Il y a un mois tout pile, les Français prenaient connaissance du contenu du projet de loi dit « Loi El Khomri » sur la réforme du Code du Travail. Plus d’un million deux cents mille signatures, une manifestation et sept jours de concertation à Matignon plus tard, le gouvernement rend son arbitrage. Le nouveau texte, qui conclut des négociations avec les syndicaux des salariés, étudiants et patrons, se veut « dynamique et ambitieux », le "fruit d'un compromis intelligent et efficace" (selon les mots de Manuel Valls). Il a surtout pour mission d’apaiser la colère de l’opinion et de faciliter un vote du texte par les parlementaires de gauche.
Au final : pas de changement fondamental de la logique du texte, mais des garanties de sécurité données aux actifs les plus fragiles.
La mesure la plus controversée du texte n’est pas, comme l’exigeait l’intégralité des représentants des salariés, abandonnée. L’idée d’un barème d’indemnisation lié à l’ancienneté est conservée, mais seulement en tant que référentiel incitatif. Autrement dit, les juges des Prud’hommes pourront rendre leurs jugements en s'y réferrant... ou pas.
Le projet de loi prévoyait de pouvoir augmenter le temps de travail des apprentis de (huit à dix heures par jour, et de 35 à 40 heures par semaine) par simple décision de l’employeur.
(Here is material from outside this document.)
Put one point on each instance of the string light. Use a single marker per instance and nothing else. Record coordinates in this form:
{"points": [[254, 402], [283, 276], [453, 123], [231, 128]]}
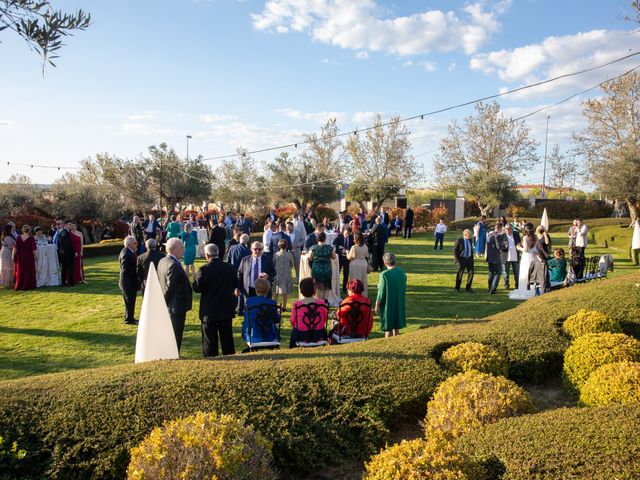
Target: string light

Le texte final renoue avec ce qui est déjà en vigueur aujourd’hui : les entreprises pourront demander des heures supplémentaires à leurs apprentis, mais devront en demander l’autorisation à l’Inspection du Travail.
Le Président souhaite faire du CPA la grande réforme sociale de son quinquennat. Pour donner des gages de sécurité aux salariés, notamment les plus fragiles, le périmètre de cette plateforme va être augmenté. Ainsi, pour les salariés sans diplôme (les plus frappés par le chômage de longue durée), le plafond des heures de formation cumulables sera relevé de 150 à 400 heures et le nombre d'heures acquises chaque année passera de 24 à 40 heures.
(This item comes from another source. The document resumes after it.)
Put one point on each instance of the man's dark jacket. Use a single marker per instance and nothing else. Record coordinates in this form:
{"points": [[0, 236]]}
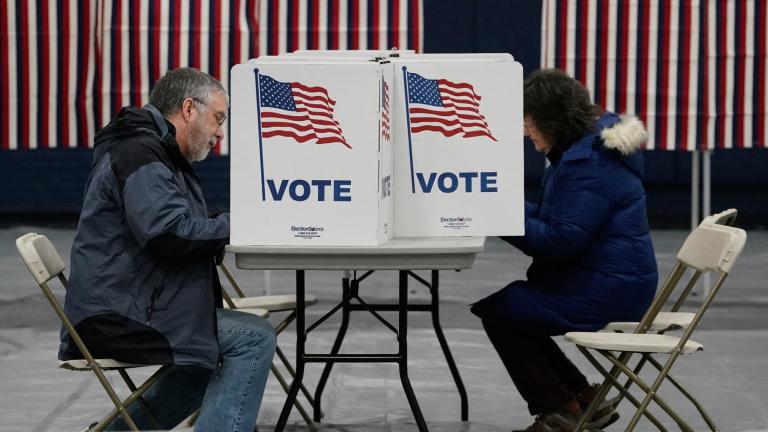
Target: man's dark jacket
{"points": [[142, 284]]}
Autre grande nouveauté de ce texte : la création d'un "compte d'engagement citoyen" qui permettra de valoriser le bénévolat et service civique, notamment dans le cadre d'une Validation des Acquis de l'Expérience (VAE).
En revanche, le gouvernement n'a pas suivi les syndicats sur la question du compte épargne-temps : ce système qui permettait de cumuler les congés payés pour les utiliser plus tard ou se les faire payer ne sera pas inclu dans le CPA.
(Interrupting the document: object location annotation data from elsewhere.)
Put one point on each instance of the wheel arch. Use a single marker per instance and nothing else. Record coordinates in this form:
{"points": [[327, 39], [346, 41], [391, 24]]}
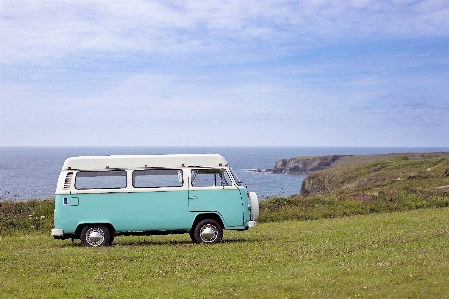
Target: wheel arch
{"points": [[80, 227], [204, 216]]}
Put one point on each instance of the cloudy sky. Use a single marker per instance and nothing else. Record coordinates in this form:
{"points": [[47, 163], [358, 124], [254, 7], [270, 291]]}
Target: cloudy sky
{"points": [[225, 73]]}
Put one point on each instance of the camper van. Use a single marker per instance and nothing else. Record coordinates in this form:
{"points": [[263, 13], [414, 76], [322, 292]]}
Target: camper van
{"points": [[100, 197]]}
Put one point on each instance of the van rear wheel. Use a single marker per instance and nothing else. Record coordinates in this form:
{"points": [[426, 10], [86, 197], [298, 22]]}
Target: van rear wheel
{"points": [[94, 235], [207, 231]]}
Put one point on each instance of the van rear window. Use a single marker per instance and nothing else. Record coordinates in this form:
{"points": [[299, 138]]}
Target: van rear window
{"points": [[154, 178], [114, 179]]}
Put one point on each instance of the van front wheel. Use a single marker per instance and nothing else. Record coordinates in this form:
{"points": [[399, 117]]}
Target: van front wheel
{"points": [[207, 231], [95, 235]]}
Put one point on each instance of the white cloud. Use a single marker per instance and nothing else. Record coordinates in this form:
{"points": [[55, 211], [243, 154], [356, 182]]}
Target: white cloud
{"points": [[49, 30]]}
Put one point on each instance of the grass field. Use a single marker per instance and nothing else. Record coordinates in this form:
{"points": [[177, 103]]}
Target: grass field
{"points": [[394, 255]]}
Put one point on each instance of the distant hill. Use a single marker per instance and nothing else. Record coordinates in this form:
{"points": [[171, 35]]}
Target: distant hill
{"points": [[425, 174], [307, 164]]}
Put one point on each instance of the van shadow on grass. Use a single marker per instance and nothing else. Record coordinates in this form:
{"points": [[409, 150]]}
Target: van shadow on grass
{"points": [[160, 241]]}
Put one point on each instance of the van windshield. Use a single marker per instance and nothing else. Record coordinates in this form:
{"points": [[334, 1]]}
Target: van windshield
{"points": [[236, 179]]}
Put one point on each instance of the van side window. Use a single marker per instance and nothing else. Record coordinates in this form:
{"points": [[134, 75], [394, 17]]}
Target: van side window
{"points": [[153, 178], [114, 179], [209, 177]]}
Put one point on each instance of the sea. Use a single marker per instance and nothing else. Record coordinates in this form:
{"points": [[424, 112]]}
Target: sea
{"points": [[32, 172]]}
Le Premier Ministre Manuel Valls y tenait : les conditions de licenciement économique -que le gouvernement juge sécurisantes car objectives- seront bien redéfinies par la nouvelle loi : "une baisse des commandes ou du chiffres d'affaires, des pertes d'exploitation, une importante dégradation de la trésorerie". Les durées nécessaires de ces difficultés sera fixée par accord de branche.
Les difficultés des entreprises seront bel et bien appréciées à l'échelle nationale, et non pas du groupe dans sa globalité comme l'exigeaient les syndicats. La nouvelle version du texte renforce toutefois le pouvoir de contrôle des juges.
La loi souhaitait offrir plus de souplesse aux dirigeants en permettant aux entreprises de décider pour elles-mêmes et supplanter la loi. Autrement dit, une primauté du cas particulier (l'entreprise) sur le régime général (Code du Travail). La nouvelle version du texte réaffirme ce principe : "les règles seront définies au plus près du terrain", ce qui valide le concept de référendum d'entreprise.
En revanche, les domaines d'application de ce mode de décision seront précisément circonscrits et, si aucun accord collectif n'est trouvé, les salariés concernés continueront à dépendre des règles générales (Code et conventions collectives).
Prochaine étape : la présentation en Conseil des ministres le 24 mars, puis au Parlement en avril. Certains observateurs redoutent tout particulièrement cette étape, qui verra s'affronter les frondeurs de gauche et les déçus de droite. Le texte n'est donc pas au bout de ses peines et risque encore de subir de nombreuses modifications. Affaire à suivre.